Иногда я делал вид, будто не замечаю безумных, обожающих взглядов, которые Кэл бросал на ждущие его черные и белые, белые и черные клавиши. Но в конце концов, испустив мазохистский стон, я восклицал:

– Ладно, Кэл, действуй!

И Кэл действовал.

Словно его ударило током, он, неуклюже, по-ковбойски ступая, шел к пианино, причем ковбоев было сразу двое – один в зеркале, более шустрый, более бравый, чем Кэл. Оба рывком поднимали крышку пианино, открывая желтоватую зубастую пасть, горящую нетерпением запеть.

– Послушай вот это, сынок. Ты когда-нибудь, хоть когда-нибудь слышал что-нибудь подобное?

– Нет, Кэл, – отвечал я, сидя в кресле с недостриженной изуродованной головой. – Нет, – отвечал я вполне чистосердечно. – Никогда.


«Боже мой, кто же это его так безобразно обстриг?» – в последний раз прозвучало у меня в ушах восклицание старика, выбирающегося из морга.

И вот я увидел виновника: он маячил в окне парикмахерской, вглядываясь в туман, напоминая кого-то из персонажей с картин Хоппера[66] – обитателей пустых комнат, одиноких посетителей кафе или застывших в ожидании на углу улицы прохожих.

Кэл.

Пришлось заставить себя открыть дверь, и я нерешительно вошел в парикмахерскую, глядя под ноги.

Весь пол был засыпан завитками каштановых, черных, седых волос.

– Привет! – с наигранной веселостью сказал я. – Похоже, у тебя был удачный день!

– Знаешь, – ответил Кэл, не отрываясь от окна, – эти волосы валяются здесь уже пять, а то и шесть недель. И все это время никто в здравом уме не входил в эту дверь, если не считать бродяг, что к тебе не относится, идиотов, что тоже не про тебя, или лысых – это тоже не про тебя. А если кто и входил, то лишь затем, чтобы спросить дорогу в психушку. Или приходили бедняки, а это уж точно про тебя, так что садись в кресло, на мой электрический стул, и готовься к казни. Электромашинка уже два месяца как отказала, а у меня наличных нет, не могу привести ее, проклятую, в порядок. Садись.

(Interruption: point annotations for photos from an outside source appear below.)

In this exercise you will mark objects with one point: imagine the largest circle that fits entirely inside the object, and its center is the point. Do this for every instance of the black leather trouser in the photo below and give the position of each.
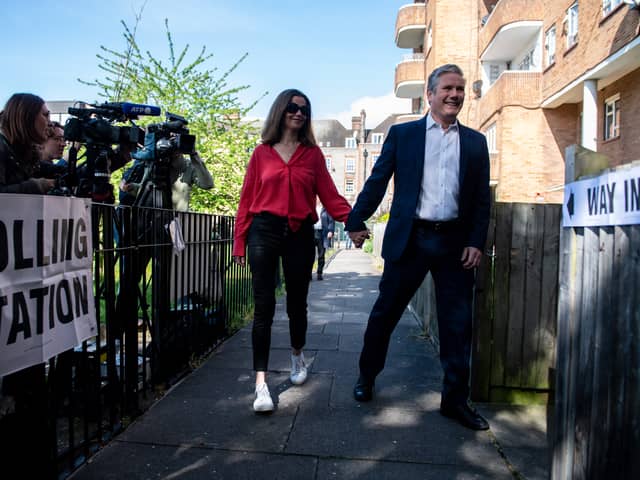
(270, 239)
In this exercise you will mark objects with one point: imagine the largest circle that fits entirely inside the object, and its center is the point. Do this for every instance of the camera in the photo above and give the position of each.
(163, 143)
(166, 138)
(93, 127)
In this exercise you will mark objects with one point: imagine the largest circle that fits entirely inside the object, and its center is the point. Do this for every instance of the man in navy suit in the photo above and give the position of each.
(438, 223)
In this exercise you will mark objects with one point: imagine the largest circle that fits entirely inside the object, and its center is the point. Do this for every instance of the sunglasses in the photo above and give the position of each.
(294, 107)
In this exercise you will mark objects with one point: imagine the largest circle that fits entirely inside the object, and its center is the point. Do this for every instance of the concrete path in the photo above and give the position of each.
(205, 428)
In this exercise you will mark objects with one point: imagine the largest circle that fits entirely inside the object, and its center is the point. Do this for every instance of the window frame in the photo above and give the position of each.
(350, 165)
(611, 118)
(572, 19)
(550, 56)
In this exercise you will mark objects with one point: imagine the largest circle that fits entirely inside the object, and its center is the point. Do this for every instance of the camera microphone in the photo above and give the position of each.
(132, 109)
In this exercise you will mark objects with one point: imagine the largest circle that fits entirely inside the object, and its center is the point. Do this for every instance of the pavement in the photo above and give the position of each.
(205, 428)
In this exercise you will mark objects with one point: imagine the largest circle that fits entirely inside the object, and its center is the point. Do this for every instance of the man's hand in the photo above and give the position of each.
(358, 238)
(471, 257)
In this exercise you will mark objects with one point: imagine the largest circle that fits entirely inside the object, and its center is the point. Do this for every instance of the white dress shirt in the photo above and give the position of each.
(440, 180)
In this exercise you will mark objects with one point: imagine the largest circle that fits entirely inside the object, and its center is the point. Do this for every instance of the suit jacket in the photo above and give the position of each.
(328, 225)
(402, 157)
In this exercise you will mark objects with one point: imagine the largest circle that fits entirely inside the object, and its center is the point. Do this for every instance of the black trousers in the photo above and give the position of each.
(438, 252)
(269, 240)
(320, 250)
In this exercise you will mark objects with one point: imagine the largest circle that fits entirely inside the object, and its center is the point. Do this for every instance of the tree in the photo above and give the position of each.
(196, 92)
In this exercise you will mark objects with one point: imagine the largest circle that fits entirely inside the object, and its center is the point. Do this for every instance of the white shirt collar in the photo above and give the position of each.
(431, 123)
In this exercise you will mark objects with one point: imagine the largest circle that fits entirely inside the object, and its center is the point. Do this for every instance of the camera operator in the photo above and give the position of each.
(53, 147)
(23, 129)
(24, 423)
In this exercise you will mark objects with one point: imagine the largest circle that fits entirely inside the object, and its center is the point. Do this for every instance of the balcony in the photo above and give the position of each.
(509, 29)
(411, 25)
(513, 87)
(410, 76)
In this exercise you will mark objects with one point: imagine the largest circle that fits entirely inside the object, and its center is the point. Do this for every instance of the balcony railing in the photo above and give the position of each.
(410, 76)
(509, 28)
(513, 87)
(411, 25)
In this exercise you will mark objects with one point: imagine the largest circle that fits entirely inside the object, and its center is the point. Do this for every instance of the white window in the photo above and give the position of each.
(492, 140)
(609, 5)
(612, 117)
(527, 62)
(348, 186)
(572, 25)
(550, 46)
(350, 165)
(494, 73)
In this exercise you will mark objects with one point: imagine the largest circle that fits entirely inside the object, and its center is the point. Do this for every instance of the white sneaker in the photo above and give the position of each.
(298, 369)
(263, 402)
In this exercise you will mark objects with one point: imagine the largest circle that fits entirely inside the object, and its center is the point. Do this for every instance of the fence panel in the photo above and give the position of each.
(596, 428)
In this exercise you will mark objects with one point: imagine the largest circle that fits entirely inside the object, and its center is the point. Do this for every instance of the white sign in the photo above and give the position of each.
(613, 198)
(46, 283)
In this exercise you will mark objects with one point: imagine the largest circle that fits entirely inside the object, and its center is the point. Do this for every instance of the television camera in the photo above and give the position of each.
(93, 127)
(163, 143)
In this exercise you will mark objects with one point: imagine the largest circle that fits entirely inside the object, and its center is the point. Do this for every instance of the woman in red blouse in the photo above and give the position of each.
(275, 220)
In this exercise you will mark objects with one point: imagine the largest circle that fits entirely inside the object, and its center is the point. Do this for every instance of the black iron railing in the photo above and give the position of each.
(159, 310)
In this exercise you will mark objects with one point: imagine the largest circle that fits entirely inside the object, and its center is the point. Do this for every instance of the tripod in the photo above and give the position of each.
(145, 239)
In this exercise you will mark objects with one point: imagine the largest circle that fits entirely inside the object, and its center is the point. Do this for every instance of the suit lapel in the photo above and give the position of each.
(464, 149)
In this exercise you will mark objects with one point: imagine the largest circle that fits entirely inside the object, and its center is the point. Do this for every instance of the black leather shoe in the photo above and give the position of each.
(363, 391)
(465, 415)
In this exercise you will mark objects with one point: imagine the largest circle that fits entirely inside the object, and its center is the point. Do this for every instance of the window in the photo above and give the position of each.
(492, 140)
(350, 165)
(572, 25)
(494, 73)
(348, 186)
(612, 117)
(609, 5)
(550, 46)
(527, 62)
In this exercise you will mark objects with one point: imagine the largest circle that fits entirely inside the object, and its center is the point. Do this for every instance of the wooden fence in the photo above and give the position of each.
(596, 430)
(515, 306)
(597, 425)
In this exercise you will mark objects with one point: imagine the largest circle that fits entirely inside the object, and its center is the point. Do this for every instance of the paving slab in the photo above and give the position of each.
(204, 427)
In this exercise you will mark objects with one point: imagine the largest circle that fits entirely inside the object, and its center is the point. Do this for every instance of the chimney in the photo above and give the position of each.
(356, 123)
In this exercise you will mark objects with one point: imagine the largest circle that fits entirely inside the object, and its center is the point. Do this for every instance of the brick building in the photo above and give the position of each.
(542, 75)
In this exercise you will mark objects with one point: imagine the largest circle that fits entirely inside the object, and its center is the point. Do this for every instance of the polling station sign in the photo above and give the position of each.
(46, 284)
(612, 198)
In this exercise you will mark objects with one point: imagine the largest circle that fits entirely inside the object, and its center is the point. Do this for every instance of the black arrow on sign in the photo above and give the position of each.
(570, 205)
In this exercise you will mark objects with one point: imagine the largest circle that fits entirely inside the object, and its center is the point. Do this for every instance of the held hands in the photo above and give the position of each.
(470, 257)
(358, 238)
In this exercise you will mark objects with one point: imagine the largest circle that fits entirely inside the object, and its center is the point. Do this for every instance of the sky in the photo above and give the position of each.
(340, 53)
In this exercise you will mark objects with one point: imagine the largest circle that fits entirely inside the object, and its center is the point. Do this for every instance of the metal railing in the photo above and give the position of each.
(159, 313)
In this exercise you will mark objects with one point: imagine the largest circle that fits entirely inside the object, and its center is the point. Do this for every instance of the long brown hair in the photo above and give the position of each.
(273, 125)
(18, 122)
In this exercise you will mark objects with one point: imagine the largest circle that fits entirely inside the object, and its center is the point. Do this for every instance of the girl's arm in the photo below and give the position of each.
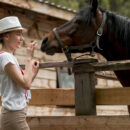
(31, 69)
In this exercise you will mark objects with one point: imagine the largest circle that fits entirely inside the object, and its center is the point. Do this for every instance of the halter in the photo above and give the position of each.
(95, 43)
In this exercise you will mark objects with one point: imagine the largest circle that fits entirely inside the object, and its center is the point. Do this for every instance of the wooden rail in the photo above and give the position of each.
(85, 97)
(79, 123)
(66, 97)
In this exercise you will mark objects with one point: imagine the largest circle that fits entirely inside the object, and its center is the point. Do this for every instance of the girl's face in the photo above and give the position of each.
(14, 39)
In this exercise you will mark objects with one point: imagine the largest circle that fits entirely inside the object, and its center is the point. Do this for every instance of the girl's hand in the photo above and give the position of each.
(35, 68)
(30, 49)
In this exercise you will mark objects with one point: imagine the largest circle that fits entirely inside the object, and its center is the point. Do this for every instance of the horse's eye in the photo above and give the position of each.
(78, 21)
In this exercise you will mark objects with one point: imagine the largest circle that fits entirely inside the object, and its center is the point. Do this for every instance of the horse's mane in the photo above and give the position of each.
(116, 24)
(120, 25)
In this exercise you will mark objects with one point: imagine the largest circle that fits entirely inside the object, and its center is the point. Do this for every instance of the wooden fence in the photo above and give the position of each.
(84, 97)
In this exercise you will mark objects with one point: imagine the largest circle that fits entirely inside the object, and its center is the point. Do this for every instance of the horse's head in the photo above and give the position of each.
(82, 29)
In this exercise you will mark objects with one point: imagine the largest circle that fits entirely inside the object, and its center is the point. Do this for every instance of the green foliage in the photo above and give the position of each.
(120, 6)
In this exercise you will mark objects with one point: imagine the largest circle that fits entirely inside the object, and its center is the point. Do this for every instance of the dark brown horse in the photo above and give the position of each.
(93, 29)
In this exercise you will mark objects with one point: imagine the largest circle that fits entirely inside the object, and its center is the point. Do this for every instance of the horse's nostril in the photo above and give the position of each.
(45, 40)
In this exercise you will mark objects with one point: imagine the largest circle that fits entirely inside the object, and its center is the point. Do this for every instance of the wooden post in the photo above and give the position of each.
(85, 101)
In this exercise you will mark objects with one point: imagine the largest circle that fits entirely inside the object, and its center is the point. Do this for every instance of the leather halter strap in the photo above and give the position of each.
(95, 43)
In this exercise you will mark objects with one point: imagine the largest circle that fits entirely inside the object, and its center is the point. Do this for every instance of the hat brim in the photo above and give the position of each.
(13, 29)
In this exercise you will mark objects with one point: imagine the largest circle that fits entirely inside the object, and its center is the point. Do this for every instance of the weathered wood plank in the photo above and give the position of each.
(52, 97)
(65, 97)
(85, 102)
(102, 66)
(80, 123)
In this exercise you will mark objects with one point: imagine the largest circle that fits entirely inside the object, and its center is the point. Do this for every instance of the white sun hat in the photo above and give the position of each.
(10, 23)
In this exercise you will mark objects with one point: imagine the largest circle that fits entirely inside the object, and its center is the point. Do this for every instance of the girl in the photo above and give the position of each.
(14, 83)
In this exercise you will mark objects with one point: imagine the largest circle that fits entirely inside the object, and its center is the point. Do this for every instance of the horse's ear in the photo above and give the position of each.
(94, 5)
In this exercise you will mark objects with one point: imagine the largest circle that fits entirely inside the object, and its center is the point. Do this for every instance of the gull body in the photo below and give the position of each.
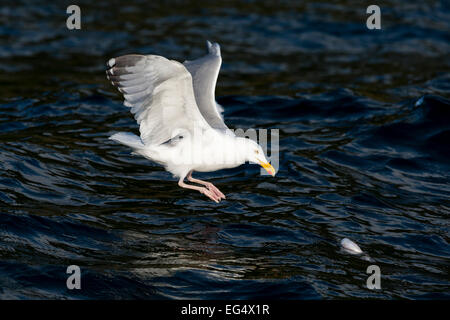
(181, 126)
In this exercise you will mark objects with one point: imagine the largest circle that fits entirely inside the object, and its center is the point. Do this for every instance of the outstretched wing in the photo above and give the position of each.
(160, 94)
(204, 73)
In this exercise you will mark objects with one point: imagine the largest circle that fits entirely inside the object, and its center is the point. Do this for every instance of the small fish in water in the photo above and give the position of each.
(350, 247)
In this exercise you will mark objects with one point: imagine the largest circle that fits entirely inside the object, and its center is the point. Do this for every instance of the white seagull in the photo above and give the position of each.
(180, 123)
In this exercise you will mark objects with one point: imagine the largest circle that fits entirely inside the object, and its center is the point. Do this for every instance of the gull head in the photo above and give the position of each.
(255, 154)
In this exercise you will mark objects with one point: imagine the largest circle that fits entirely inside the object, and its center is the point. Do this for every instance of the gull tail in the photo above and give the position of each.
(129, 139)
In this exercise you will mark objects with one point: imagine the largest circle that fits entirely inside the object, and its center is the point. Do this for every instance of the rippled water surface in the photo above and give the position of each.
(364, 120)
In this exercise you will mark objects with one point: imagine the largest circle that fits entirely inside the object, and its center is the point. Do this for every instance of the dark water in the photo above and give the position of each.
(364, 119)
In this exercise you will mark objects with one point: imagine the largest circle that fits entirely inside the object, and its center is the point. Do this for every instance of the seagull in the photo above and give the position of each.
(180, 123)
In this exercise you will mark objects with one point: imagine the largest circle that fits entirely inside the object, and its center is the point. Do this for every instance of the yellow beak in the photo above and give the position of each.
(268, 167)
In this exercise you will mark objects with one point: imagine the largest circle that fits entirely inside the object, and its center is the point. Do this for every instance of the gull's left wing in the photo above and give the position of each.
(204, 73)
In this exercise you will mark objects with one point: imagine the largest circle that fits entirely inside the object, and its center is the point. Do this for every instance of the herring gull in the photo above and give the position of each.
(180, 123)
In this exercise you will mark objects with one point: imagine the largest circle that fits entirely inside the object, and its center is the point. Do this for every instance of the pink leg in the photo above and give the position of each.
(207, 184)
(203, 190)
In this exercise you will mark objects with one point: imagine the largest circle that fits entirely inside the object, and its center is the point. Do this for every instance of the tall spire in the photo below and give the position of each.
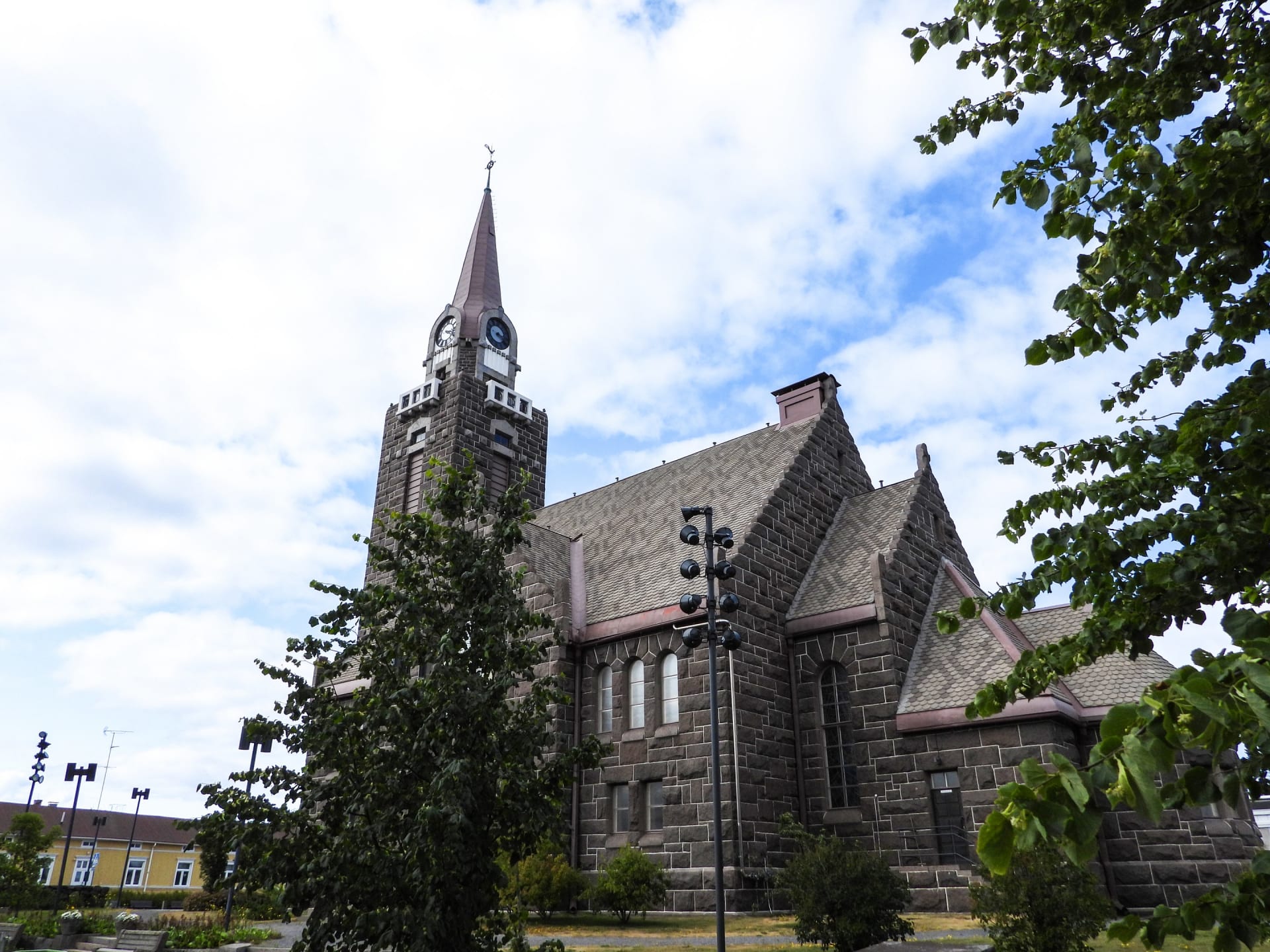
(478, 282)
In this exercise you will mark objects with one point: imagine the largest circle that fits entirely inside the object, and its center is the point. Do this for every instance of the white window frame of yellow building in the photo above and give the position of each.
(83, 873)
(136, 873)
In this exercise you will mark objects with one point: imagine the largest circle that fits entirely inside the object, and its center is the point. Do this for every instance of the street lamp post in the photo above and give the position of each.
(37, 770)
(245, 740)
(139, 795)
(79, 775)
(718, 630)
(98, 823)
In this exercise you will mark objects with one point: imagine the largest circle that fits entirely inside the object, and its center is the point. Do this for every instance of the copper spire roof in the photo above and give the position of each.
(478, 282)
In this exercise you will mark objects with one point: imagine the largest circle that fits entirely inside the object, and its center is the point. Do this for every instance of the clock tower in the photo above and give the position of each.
(468, 400)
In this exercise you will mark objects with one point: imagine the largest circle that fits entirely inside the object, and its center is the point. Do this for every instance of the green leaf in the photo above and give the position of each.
(1037, 353)
(1118, 721)
(1126, 930)
(996, 843)
(1037, 193)
(1071, 779)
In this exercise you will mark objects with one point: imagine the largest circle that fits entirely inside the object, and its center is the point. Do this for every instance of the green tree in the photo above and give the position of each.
(544, 881)
(632, 883)
(1158, 167)
(1044, 903)
(21, 861)
(426, 766)
(841, 896)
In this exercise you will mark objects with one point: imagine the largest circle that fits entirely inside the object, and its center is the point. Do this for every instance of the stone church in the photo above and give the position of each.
(843, 706)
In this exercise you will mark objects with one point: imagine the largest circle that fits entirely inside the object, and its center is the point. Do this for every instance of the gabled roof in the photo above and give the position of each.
(479, 287)
(546, 553)
(118, 824)
(1109, 681)
(948, 669)
(840, 576)
(630, 528)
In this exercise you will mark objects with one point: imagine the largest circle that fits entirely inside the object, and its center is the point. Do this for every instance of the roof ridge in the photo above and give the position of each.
(765, 428)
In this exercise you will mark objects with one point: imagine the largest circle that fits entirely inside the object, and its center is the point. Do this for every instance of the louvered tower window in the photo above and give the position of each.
(635, 694)
(415, 469)
(836, 717)
(498, 479)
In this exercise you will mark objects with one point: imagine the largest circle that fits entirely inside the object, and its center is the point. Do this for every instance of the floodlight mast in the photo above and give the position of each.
(730, 640)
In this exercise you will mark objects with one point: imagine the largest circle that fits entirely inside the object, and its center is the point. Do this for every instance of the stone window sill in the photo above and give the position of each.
(842, 815)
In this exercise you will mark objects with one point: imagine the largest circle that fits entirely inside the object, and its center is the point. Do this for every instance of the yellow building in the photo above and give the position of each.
(161, 858)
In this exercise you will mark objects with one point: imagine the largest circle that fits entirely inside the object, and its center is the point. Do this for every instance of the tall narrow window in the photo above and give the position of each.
(132, 875)
(499, 477)
(654, 799)
(414, 483)
(620, 796)
(836, 717)
(606, 699)
(81, 875)
(669, 688)
(635, 690)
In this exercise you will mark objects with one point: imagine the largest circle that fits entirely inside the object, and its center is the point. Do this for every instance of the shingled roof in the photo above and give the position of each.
(840, 575)
(1109, 681)
(630, 528)
(948, 669)
(150, 829)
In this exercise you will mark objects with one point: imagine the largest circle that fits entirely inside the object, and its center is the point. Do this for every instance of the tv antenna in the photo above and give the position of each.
(106, 771)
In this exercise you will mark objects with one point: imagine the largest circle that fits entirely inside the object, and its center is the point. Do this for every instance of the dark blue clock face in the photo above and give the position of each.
(498, 334)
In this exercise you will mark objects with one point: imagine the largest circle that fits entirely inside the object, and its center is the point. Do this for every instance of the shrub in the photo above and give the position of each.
(249, 905)
(1043, 904)
(544, 881)
(843, 898)
(201, 932)
(630, 884)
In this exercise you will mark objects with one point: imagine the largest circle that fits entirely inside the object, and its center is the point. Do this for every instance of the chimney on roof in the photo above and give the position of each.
(804, 399)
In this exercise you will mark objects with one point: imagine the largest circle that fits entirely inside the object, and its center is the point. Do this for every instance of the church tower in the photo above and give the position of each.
(468, 400)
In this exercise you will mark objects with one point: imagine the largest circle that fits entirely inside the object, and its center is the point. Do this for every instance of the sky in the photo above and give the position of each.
(229, 229)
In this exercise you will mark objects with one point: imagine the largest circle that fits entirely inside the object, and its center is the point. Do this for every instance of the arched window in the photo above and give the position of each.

Подчиняясь приказу своего палача, я направился к креслу, сел и поглядел на устилавшие пол волосы – свидетельства молчащего прошлого, которые должны были что-то означать, но ни о чем не говорили. Даже глядя на них сбоку, я не мог различить в этом мусоре никаких загадочных знаков, предупреждающих об опасности, никаких вещих предзнаменований.

Наконец Кэл обернулся и стал вброд переходить море никому не нужных отрезанных прядей. Его руки, как будто сами по себе, без его ведома, взяли расческу и ножницы. Он помедлил у меня за спиной, словно палач, опечаленный тем, что ему предстоит отрубить голову молодому королю.

Спросил, какую я хочу длину, точнее говоря, предложил мне самому выбрать масштабы разрушения, но я отвлекся, уставившись в дальний угол ослепительно белой, арктически пустой парикмахерской…

Я глядел на пианино Кэла.

Впервые за пятнадцать лет это пианино было занавешено. Его желто-серая восточная улыбка скрывалась под белой погребальной простыней.

– Кэл. – Я не сводил глаз с простыни. На какое-то время я забыл про мертвого, безобразно остриженного старика с конфетти от трамвайных билетов. – Кэл, – повторил я, – ты что, перестал играть старый кленовый регтайм?

Кэл пощелкал ножницами – щелк-щелк! – снова пощелкал ими у меня возле шеи – щелк-щелк!

– Кэл, – повторил я, – что-то не так?

– Когда наконец прекратятся эти смерти? – произнес он глухо.

И тут же зажужжал шмель, покусывая мне уши, отчего у меня по спине пробежал знакомый холодок, а Кэл, поругиваясь сквозь зубы, уже начал стричь меня тупыми ножницами, как будто косил брошенное пшеничное поле. До меня донесся слабый запах виски, но я смотрел прямо перед собой.